Queens District Attorney Richard Brown's surprise statement that his office declined to prosecute a Spectrum technician arrested for vandalism that cut off web service to 60,000 customers raises strong concerns.
Did he refuse to press charges due to a lack of evidence? Police reports said that Michael Tolve cut fiber optic cables and removed a memory card from a nearby surveillance camera to avoid detection. But footage from another surveillance camera identified him as the culprit.
What more evidence does Brown expect to get from his pending investigation? Why was Tolve's arrest record sealed? That's often done with minors, but Tolve is 48 years old and has worked for Charter and Time Warner Cable for 14 years. He's a member of IBEW Local Three.

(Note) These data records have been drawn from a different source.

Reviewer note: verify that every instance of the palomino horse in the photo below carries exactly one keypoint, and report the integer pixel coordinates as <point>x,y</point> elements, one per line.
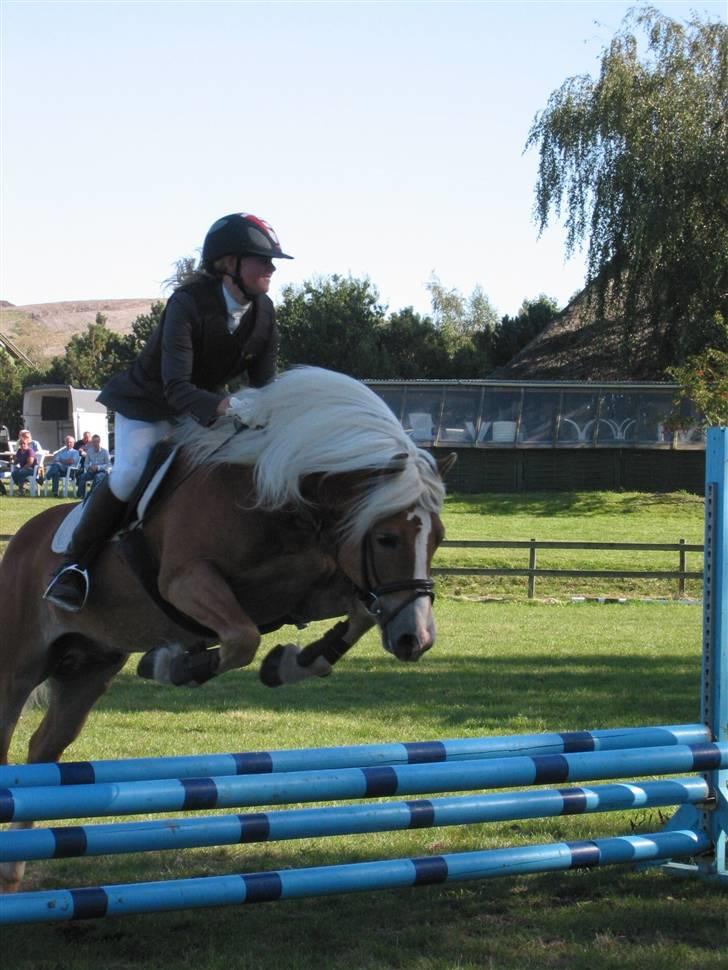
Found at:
<point>311,502</point>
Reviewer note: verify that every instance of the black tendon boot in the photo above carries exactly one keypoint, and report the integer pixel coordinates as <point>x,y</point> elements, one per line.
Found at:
<point>103,512</point>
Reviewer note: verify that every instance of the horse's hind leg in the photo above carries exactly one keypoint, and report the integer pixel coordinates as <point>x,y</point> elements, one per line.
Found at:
<point>76,683</point>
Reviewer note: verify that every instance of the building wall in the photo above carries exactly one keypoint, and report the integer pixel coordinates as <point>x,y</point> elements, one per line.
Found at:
<point>531,470</point>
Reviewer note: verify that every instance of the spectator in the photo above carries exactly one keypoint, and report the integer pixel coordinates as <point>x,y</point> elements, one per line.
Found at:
<point>81,445</point>
<point>63,459</point>
<point>97,466</point>
<point>24,461</point>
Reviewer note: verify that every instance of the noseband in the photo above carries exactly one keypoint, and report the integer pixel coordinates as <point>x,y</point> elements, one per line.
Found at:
<point>373,590</point>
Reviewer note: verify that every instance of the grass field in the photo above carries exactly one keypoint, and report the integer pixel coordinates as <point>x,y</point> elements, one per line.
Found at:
<point>498,667</point>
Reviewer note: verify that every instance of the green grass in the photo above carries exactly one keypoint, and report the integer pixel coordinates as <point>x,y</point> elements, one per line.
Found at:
<point>574,516</point>
<point>497,668</point>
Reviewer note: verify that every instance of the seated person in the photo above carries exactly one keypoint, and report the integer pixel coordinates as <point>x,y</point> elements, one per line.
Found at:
<point>97,465</point>
<point>81,445</point>
<point>67,457</point>
<point>23,462</point>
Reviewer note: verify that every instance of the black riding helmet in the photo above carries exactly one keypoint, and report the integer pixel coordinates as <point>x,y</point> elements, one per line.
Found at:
<point>240,234</point>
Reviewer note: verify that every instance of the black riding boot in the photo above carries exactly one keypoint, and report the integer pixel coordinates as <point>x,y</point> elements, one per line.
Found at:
<point>102,514</point>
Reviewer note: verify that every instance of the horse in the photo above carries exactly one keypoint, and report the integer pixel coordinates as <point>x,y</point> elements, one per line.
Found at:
<point>309,501</point>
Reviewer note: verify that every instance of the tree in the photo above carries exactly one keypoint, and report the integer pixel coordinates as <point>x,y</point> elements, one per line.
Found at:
<point>467,325</point>
<point>92,357</point>
<point>332,322</point>
<point>703,380</point>
<point>412,348</point>
<point>513,333</point>
<point>637,161</point>
<point>142,328</point>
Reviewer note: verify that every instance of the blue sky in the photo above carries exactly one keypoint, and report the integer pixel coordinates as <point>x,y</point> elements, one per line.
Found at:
<point>379,139</point>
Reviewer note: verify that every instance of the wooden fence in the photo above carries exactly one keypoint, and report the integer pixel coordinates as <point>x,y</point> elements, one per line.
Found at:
<point>532,571</point>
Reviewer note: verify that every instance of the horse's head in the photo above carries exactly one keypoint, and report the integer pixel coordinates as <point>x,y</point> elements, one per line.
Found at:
<point>391,571</point>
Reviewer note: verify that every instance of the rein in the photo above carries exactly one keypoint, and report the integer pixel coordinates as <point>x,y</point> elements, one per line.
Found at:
<point>371,595</point>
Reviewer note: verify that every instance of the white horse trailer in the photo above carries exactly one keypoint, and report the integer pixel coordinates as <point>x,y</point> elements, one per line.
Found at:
<point>52,411</point>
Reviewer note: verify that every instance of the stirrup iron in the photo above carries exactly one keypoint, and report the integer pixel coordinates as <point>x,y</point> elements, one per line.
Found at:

Failure to prosecute encourages more sabotage. Another incident in July, only two weeks after the June 26th act of sabotage, cut off service to 30,000 Spectrum subscribers.
Charter claims to have suffered 106 "malicious cable cuts" since IBEW workers began their strike on March 28.

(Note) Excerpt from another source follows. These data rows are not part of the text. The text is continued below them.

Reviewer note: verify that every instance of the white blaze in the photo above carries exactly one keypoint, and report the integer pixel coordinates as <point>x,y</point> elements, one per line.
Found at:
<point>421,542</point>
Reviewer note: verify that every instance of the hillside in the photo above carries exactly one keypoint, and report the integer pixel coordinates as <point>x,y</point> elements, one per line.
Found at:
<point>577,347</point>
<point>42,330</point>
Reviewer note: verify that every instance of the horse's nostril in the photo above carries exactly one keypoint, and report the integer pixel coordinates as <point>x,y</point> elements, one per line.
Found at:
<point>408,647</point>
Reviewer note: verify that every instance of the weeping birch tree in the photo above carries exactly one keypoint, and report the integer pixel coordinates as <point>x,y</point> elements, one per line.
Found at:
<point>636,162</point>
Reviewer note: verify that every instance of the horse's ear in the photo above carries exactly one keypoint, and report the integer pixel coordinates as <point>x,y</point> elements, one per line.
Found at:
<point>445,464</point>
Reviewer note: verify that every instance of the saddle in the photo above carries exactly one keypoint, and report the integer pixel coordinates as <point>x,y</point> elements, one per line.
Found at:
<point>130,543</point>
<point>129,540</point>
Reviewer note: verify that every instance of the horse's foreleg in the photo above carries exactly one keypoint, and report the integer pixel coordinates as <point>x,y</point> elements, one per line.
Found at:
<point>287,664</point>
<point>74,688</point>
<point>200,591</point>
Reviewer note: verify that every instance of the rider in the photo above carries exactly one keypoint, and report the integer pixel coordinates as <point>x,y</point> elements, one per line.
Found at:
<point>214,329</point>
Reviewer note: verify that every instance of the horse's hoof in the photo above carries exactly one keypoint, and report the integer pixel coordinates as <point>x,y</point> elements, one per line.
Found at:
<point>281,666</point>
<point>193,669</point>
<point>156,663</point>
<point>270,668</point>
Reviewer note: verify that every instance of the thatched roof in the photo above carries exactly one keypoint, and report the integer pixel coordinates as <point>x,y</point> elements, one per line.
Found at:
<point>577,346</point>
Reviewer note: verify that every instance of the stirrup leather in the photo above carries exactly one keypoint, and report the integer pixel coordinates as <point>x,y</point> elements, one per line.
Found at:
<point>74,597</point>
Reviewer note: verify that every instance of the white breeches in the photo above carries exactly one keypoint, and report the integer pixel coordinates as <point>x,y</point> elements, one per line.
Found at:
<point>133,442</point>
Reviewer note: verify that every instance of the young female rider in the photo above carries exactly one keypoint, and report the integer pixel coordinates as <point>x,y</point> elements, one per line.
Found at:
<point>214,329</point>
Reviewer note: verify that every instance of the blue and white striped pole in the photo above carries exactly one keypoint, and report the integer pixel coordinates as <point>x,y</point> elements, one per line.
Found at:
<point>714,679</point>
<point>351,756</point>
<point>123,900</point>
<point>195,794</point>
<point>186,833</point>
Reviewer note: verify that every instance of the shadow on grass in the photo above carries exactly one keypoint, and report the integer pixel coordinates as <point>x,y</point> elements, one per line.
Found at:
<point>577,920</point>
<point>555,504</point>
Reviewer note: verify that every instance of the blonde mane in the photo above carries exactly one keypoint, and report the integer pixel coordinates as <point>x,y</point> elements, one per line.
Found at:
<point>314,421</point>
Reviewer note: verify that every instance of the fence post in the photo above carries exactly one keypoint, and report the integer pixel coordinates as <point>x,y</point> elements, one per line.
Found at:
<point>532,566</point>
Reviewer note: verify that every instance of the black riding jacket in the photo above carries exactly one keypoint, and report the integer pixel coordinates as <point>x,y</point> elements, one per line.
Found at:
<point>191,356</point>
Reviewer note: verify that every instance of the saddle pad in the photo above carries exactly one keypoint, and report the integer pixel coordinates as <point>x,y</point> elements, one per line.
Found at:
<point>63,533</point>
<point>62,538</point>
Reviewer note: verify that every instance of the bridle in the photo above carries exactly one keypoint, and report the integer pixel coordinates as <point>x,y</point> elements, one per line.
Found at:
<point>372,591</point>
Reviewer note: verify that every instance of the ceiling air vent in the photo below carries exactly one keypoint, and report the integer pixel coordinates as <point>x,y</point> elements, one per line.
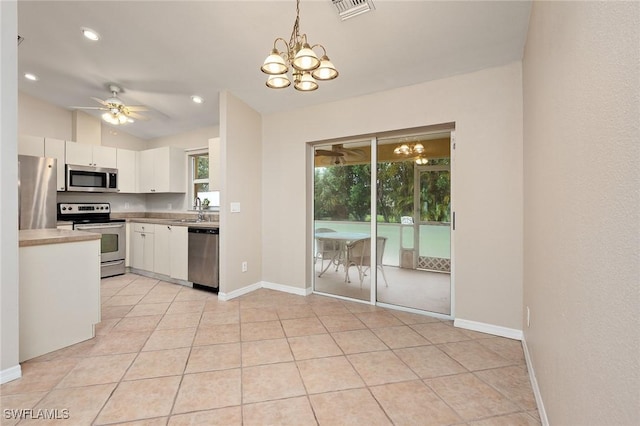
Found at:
<point>351,8</point>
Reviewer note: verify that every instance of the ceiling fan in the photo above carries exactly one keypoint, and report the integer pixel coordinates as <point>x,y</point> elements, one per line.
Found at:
<point>116,112</point>
<point>338,154</point>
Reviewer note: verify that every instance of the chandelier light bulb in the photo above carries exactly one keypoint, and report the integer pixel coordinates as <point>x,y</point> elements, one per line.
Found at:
<point>274,64</point>
<point>306,83</point>
<point>306,59</point>
<point>326,70</point>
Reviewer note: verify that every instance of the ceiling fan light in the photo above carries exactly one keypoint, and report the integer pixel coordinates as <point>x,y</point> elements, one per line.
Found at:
<point>306,83</point>
<point>306,59</point>
<point>326,70</point>
<point>274,64</point>
<point>279,81</point>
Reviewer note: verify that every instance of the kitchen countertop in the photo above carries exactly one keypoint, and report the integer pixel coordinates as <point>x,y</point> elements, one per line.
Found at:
<point>38,237</point>
<point>175,222</point>
<point>170,218</point>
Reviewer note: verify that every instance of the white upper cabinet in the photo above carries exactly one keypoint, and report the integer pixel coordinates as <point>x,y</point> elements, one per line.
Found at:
<point>127,170</point>
<point>91,155</point>
<point>162,170</point>
<point>56,148</point>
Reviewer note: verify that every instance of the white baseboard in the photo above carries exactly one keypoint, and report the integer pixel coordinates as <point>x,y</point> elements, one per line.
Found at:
<point>287,288</point>
<point>10,374</point>
<point>534,385</point>
<point>239,292</point>
<point>482,327</point>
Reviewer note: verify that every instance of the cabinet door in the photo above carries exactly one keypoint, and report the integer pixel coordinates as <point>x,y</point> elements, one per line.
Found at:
<point>179,252</point>
<point>79,154</point>
<point>161,261</point>
<point>146,171</point>
<point>104,156</point>
<point>162,175</point>
<point>149,247</point>
<point>55,148</point>
<point>31,145</point>
<point>137,250</point>
<point>126,170</point>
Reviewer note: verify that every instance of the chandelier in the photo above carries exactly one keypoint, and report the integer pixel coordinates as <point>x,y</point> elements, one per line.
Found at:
<point>299,58</point>
<point>415,150</point>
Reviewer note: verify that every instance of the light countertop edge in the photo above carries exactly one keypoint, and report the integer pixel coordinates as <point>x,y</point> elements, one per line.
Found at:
<point>38,237</point>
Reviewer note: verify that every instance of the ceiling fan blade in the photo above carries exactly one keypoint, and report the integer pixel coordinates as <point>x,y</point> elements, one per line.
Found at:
<point>136,116</point>
<point>99,108</point>
<point>100,101</point>
<point>137,108</point>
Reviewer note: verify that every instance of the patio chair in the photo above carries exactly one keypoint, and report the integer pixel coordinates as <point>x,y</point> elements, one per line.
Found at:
<point>359,255</point>
<point>327,249</point>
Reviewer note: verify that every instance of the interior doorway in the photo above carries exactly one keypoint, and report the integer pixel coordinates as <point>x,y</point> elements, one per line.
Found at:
<point>394,251</point>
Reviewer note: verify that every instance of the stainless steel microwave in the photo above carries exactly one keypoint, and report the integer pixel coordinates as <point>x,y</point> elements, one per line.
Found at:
<point>91,179</point>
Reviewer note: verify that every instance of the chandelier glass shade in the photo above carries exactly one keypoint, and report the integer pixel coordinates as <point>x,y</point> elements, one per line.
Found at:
<point>415,150</point>
<point>298,58</point>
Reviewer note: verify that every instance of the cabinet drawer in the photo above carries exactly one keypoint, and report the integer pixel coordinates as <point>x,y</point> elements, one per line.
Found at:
<point>143,227</point>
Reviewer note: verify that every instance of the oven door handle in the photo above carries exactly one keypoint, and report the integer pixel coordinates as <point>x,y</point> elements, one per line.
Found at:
<point>83,227</point>
<point>112,263</point>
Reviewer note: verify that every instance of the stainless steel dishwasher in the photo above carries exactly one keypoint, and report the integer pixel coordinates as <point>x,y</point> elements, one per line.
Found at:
<point>204,257</point>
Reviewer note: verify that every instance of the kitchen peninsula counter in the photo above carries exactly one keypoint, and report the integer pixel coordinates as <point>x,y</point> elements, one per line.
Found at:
<point>38,237</point>
<point>59,289</point>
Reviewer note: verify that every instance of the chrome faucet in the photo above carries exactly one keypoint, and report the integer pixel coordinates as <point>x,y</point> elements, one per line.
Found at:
<point>198,206</point>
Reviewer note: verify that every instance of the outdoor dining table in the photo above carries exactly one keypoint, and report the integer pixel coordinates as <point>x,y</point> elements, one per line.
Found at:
<point>343,238</point>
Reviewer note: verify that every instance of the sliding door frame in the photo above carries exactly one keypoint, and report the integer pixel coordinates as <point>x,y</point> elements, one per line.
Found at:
<point>373,141</point>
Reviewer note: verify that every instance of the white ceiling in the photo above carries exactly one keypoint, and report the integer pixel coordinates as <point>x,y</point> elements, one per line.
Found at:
<point>162,52</point>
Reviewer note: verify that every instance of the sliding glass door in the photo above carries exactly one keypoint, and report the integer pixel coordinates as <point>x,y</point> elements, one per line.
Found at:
<point>401,244</point>
<point>342,218</point>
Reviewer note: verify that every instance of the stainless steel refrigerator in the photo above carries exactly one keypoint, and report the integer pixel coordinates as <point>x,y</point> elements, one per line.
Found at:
<point>37,195</point>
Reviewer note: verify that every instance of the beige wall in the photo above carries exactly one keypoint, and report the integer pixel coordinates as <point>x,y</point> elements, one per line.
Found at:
<point>582,220</point>
<point>487,109</point>
<point>9,368</point>
<point>241,235</point>
<point>198,138</point>
<point>39,118</point>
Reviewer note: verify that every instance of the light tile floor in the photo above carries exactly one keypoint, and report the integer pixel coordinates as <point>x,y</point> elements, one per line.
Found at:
<point>170,355</point>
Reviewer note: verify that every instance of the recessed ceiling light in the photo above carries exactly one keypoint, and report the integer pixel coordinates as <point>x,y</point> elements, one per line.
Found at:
<point>90,34</point>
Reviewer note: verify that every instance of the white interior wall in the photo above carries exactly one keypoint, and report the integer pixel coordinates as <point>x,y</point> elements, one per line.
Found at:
<point>241,176</point>
<point>487,109</point>
<point>582,209</point>
<point>9,336</point>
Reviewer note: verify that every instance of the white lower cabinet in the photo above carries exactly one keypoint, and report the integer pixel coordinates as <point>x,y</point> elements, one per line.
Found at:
<point>179,252</point>
<point>142,246</point>
<point>161,249</point>
<point>171,251</point>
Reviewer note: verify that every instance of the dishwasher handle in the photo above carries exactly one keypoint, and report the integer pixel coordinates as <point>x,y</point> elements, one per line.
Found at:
<point>210,231</point>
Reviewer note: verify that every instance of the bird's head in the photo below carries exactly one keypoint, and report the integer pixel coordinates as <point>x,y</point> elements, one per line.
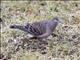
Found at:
<point>57,19</point>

What are Brown's motives for suspending prosecution and what are his plans for the future? He is 84 and has served seven consecutive terms as Queens district attorney since he was first elected in 1991.

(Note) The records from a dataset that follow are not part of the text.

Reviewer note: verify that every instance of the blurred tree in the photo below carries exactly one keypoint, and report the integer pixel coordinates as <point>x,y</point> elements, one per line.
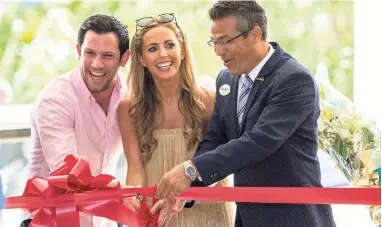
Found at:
<point>37,39</point>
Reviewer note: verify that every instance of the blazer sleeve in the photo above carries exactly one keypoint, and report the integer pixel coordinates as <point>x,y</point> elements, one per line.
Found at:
<point>292,99</point>
<point>215,135</point>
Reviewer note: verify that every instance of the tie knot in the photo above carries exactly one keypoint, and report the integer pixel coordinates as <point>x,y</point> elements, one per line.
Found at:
<point>247,81</point>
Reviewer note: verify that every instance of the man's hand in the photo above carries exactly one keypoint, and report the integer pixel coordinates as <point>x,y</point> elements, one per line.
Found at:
<point>173,183</point>
<point>132,203</point>
<point>167,208</point>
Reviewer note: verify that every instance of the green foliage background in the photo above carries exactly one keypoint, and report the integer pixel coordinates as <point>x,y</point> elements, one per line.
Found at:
<point>37,39</point>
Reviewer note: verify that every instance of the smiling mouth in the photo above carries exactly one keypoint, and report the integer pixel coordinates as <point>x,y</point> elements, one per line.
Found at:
<point>227,62</point>
<point>164,65</point>
<point>97,75</point>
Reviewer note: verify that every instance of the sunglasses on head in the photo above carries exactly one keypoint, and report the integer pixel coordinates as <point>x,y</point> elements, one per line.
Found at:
<point>162,18</point>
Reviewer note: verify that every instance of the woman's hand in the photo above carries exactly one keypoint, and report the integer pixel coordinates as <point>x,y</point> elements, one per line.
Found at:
<point>167,208</point>
<point>132,203</point>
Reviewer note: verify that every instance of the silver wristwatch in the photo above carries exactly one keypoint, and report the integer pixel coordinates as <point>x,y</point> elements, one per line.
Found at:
<point>189,170</point>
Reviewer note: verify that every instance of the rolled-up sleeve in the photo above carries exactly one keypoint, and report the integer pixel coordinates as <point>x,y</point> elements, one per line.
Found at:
<point>54,132</point>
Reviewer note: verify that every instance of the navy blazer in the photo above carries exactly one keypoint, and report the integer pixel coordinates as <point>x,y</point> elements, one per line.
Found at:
<point>277,145</point>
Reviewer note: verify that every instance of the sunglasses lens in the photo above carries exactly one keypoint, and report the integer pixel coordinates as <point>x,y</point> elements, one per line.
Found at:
<point>165,18</point>
<point>143,22</point>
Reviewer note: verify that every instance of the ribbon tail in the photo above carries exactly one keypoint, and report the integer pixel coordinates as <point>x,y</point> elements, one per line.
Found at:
<point>67,216</point>
<point>44,218</point>
<point>114,211</point>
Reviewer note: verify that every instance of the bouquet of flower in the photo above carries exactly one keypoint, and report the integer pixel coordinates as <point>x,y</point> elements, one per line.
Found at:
<point>350,138</point>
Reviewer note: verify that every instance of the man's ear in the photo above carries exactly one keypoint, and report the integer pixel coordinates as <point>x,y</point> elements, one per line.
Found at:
<point>125,58</point>
<point>78,47</point>
<point>257,33</point>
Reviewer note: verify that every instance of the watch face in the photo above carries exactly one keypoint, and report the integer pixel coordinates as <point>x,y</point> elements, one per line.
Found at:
<point>190,171</point>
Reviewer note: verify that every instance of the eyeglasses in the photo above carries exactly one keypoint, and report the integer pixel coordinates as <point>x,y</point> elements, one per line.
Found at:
<point>162,18</point>
<point>222,43</point>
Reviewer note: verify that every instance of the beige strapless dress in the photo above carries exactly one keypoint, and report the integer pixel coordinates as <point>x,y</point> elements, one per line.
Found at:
<point>172,150</point>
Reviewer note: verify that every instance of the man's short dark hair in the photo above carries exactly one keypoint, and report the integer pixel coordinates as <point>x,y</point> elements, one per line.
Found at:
<point>102,24</point>
<point>248,14</point>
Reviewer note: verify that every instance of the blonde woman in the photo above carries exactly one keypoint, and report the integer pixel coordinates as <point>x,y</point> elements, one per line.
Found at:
<point>164,117</point>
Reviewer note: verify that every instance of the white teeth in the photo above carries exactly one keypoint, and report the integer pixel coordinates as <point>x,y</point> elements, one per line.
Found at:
<point>164,64</point>
<point>96,74</point>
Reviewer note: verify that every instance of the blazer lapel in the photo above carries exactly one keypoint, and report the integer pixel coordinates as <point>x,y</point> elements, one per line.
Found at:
<point>233,97</point>
<point>251,98</point>
<point>264,72</point>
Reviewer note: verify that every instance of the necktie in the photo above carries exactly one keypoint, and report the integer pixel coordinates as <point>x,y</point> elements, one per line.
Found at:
<point>245,88</point>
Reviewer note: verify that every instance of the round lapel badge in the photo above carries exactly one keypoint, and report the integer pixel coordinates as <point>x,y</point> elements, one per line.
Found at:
<point>224,89</point>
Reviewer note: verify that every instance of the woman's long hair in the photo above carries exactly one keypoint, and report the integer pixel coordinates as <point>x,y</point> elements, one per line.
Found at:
<point>145,107</point>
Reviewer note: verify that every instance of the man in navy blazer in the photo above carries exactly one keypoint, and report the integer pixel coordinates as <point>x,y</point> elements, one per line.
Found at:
<point>264,127</point>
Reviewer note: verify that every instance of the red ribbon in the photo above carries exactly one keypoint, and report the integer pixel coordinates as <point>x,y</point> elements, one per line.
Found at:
<point>74,176</point>
<point>71,188</point>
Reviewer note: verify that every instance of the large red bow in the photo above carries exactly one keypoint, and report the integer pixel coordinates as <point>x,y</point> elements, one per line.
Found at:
<point>74,176</point>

That's much longer than any district attorney in New York City. He has no plans to retire and no heir apparent. Does that mean he hopes to run for another term and fears losing union votes if he prosecutes an IBEW member?
We don't know, but deserve an explanation. If Brown doesn't provide it, than “D.A.” stands for “Dodging Answers” and voters will suspend their verdict on him, pending further investigation.